Vendo, pois, os seus companheiros o que se tinha passado, ficaram muitíssimo tristes, e foram contar ao Senhor tudo o que havia acontecido.

Então, o Senhor chamando-o, disse-lhe: Servo malvado, eu te perdoei toda aquela dívida, porque me pediste; não devias tu também ter compaixão do teu companheiro, como eu tive de ti? E irou-se o seu Senhor e o entregou aos verdugos, até que pagasse tudo o que lhe devia.

Assim também meu Pai Celestial vos fará, se cada um de vós do íntimo do coração não perdoar a seu irmão.

(Mateus, XVIII : 21 – 35.)

 
No capítulo VI, do Sermão do Monte, segundo Mateus, versículos 5 a 15, ensinou Jesus a seus discípulos e à multidão que se apinhava para ouvir os seus ensinos, a maneira como se deveria orar; e aproveitou o ensejo para resumir num excelente e substancioso colóquio com Deus, a súplica que ao Poderoso Senhor devemos dirigir cotidianamente.

O Mestre renegava as longas e intermináveis rezas que os escribas e fariseus do seu tempo proferiam, de pé nas sinagogas e nos cantos das ruas, para serem vistos pelos homens. Observou a seus ouvintes que tal não fizessem, mas que, fechada a porta do seu quarto, dirigissem, em secreto, a súplica ao Senhor.

A fórmula de oração que lhes deu encerra, ao mesmo tempo, pedidos e compromissos que teriam de assumir os suplicantes, e dos quais se destaca o que constitui objeto dos ensinos que se acham contidos na Parábola do Credor Incompassivo: Perdoa as nossas dívidas, assim como nós perdoamos aos nossos devedores.

Do cumprimento ou não desta obrigação, depende o deferimento ou indeferimento do nosso requerimento. Além disso, nesse dever se resume toda a confissão, comunhão, extrema-unção etc..

Aquele que confessar, comungar, receber a unção, mas não perdoar os seus devedores, não será perdoado; ao passo que, o que perdoar será imediatamente perdoado, independentemente das demais praxes recomendadas pela Igreja de Roma, ou quaisquer outras Igrejas, como meio de salvação.

Acontece ainda que o perdão, conforme o Cristo ensinou a Pedro, deve ser perpétuo, e não concedido uma, duas, ou sete vezes.

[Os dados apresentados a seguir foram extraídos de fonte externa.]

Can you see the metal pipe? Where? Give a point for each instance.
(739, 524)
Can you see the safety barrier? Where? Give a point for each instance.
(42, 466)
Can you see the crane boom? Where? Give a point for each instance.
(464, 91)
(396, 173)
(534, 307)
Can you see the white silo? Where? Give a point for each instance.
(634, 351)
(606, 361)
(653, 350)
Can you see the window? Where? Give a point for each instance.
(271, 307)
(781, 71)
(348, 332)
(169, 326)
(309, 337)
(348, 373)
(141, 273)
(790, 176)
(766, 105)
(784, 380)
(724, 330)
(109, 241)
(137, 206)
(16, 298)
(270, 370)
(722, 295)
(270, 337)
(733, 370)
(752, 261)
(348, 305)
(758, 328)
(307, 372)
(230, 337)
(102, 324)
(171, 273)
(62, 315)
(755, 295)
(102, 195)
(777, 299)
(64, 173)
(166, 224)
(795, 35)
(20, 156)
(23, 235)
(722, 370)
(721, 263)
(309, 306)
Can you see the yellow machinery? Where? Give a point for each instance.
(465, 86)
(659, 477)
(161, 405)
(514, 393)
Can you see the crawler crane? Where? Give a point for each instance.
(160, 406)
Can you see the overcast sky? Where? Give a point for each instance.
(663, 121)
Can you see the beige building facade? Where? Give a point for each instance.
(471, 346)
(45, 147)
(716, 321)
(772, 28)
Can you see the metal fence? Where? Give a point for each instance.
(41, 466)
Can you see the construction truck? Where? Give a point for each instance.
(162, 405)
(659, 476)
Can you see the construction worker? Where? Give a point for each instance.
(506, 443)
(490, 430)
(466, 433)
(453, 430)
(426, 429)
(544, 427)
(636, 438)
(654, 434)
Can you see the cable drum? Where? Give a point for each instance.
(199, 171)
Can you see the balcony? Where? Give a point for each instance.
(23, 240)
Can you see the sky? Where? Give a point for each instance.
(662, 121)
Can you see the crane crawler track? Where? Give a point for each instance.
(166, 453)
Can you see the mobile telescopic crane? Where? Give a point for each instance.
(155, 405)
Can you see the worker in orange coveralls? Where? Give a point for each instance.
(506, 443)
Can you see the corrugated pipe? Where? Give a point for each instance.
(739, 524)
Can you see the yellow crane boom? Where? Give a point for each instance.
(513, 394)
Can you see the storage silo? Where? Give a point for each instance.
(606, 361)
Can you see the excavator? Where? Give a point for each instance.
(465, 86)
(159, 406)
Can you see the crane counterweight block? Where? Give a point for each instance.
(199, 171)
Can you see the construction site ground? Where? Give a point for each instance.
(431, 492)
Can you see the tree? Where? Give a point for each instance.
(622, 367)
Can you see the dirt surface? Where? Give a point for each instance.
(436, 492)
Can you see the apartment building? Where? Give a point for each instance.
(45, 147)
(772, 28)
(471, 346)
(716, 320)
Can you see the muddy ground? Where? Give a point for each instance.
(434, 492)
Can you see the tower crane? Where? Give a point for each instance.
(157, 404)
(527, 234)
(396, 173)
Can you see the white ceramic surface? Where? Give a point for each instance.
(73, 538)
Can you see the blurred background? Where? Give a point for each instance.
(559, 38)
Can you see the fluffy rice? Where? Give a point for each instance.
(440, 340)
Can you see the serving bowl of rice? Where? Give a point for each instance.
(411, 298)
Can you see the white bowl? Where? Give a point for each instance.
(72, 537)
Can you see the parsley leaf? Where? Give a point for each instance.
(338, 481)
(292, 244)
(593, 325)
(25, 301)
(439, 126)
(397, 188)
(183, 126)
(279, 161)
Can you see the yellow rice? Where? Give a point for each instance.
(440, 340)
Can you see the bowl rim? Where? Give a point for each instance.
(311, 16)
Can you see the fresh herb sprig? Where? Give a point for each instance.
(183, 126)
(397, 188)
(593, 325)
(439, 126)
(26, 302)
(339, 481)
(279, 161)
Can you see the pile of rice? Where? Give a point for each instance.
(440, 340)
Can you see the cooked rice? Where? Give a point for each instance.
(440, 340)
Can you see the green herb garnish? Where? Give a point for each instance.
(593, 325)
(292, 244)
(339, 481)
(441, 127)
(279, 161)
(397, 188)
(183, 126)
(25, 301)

Daí vem a Parábola explicativa da concessão que devemos fazer ao nosso próximo, para podermos receber de Deus o troco na mesma moeda.

Vemos que o primeiro servo a chegar foi justamente o que mais devia: 10.000 talentos! Soma fabulosa naquele tempo, para um trabalhador, não só naquele tempo como também hoje, pois valendo cada talento Cr$ 1.890,00 em moeda brasileira, 10.000 atingia a respeitável soma de Cr$ 18.900.000,00 (dezoito milhões e novecentos mil cruzeiros.) Se algum servo, que só tivesse mulher, filhos e alguns haveres ficasse devendo essa importância para o Vaticano, depois de entregue ao braço forte seria irremissivelmente condenado às penas eternas do Inferno!

Jesus escolheu mesmo essa quantia avultada para melhor impressionar seus ouvintes sobre a bondade de Deus e a natureza da doutrina que em nome do Senhor estava transmitindo a todos.

Nenhum outro devedor foi lembrado na Parábola, porque só o primeiro era bastante para que se completasse toda a lição.

Pois bem, esse devedor, vendo-se ameaçado de ser vendido com ele sua mulher e seus filhos, sem eximir-se do pagamento, pediu moratória, valendo-se da benevolência do rei; este, cheio de compaixão, perdoou-lhe a dívida, isto, suspendeu as ordens que havia dado para que tudo quanto possuía, mulher, filhos e o mesmo servo, fosse vendido para pagamento, visto como ele se propunha a pagar com prazo.

Mas, continua a parábola, aquele devedor, que havia recebido o perdão, logo ao sair encontrou um de seus companheiros que lhe devia cem denários, ou seja Cr$ 31,50 da nossa moeda, verdadeira bagatela que para ele, homem devedor de aproximadamente 19 milhões de cruzeiros, por certo nada representava; e exigiu do devedor, violentamente, o seu dinheiro!

Ao desdobrar-se àquela cena, os seus companheiros que haviam presenciado tudo o que se passara, indignaram-se e foram contar ao rei o acontecido.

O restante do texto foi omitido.